John Haddox diria que o papel da filosofia angolana de criar individuos eticamente conscientes das suas atribuições sociais e pessoais mostrou-se inexistente no dia em que os disparos foram feitos contra a perna de Laurindo Vieira. As pessoas que se aproximaram ao malogrado pediram-lhe primeiro que se deitasse. Depois lhe perguntaram se tinha seguro. Ninguém pensou em levantar a perna almejada acima do nivel do coração. Verdade seja dita, se a veia femoral foi atingida, ele tinha 7 minutos de vida. Neste caso, ele não deveria ter sido retirado do local. Os meios médicos deveriam o ter socorrido no local do acontecimento infausto. Talvez seja por isso que ele se focava em apanharem os melianos, enquanto se levantava para explicar. Mas os únicos verdadeiros culpados da sua morte foram os dois meliantes na motorizada de pequena cilindragem, com capacetes escamoteáveis, pouco comuns, não iguais aos mais baratos no mercado angolano.

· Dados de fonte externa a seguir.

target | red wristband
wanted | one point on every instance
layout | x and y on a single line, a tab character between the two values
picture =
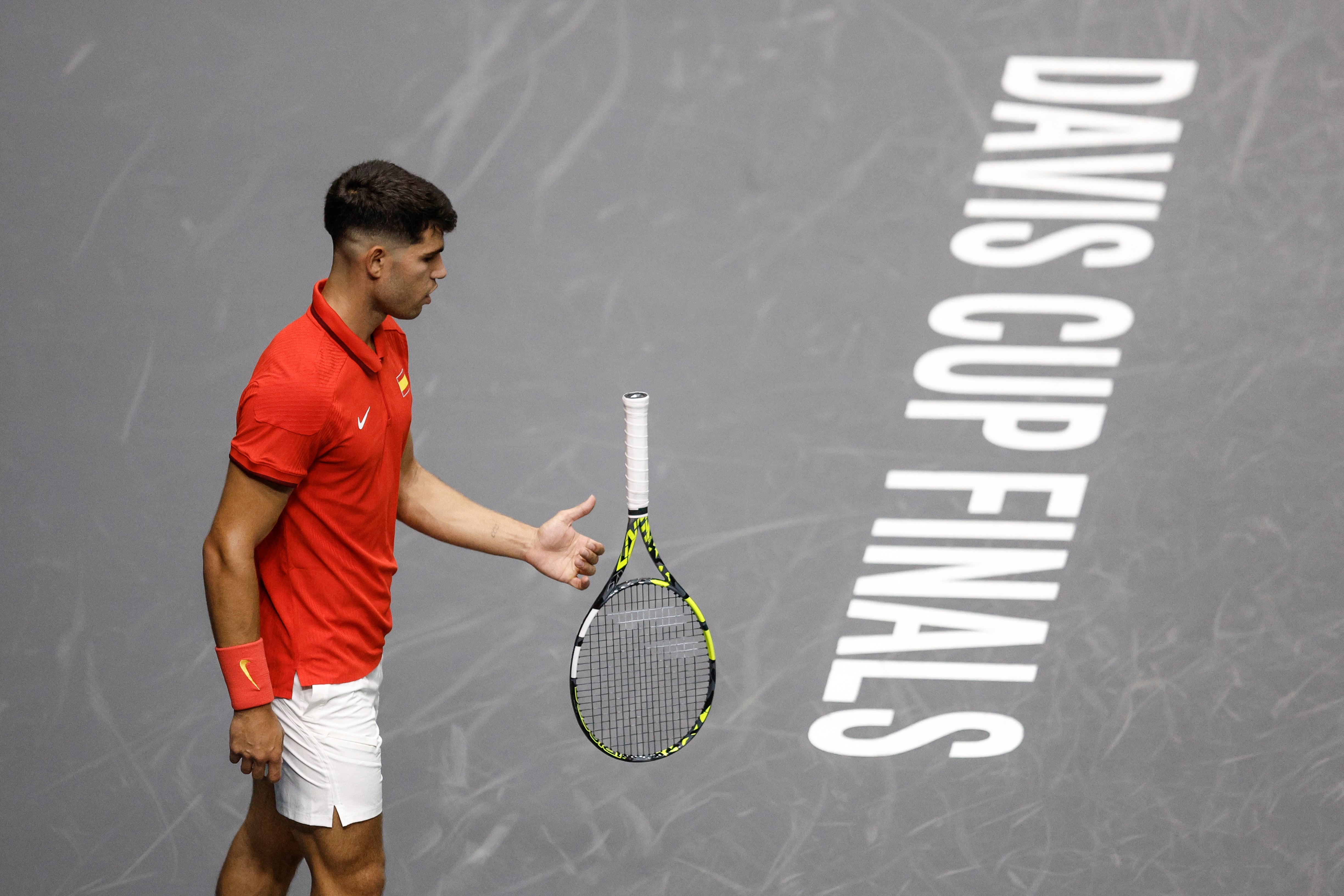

Pelo esforço que fizeram em terem as caras ocultas pelos capacetes e a maneira agitada como fugiam, deve ser fácil inferir que tenha havido premeditação. Não se entende porque terão ficado indiferentes os agentes de segurança estacionados nas imediações. Talvez já tivessem todos entregue as suas armas de fogo à Policia Nacional.

Laurindo Vieira licenciou-se em Psicologia e Sociologia, no ISCED de Luanda, antes de concluir um Mestrado e um Doutoramento em ética, em Portugal. Foi Coordenador da Comissão Instaladora da Universidade de Luanda.

Nascido na provincia angolana do Uíge há 60 anos, o Psicológico-Sociólogo era Reitor da Universidade Gregório Semedo, por altura do sua morte prematura, na rua directa do Patriota, em Luanda. Que a sua memória perdure!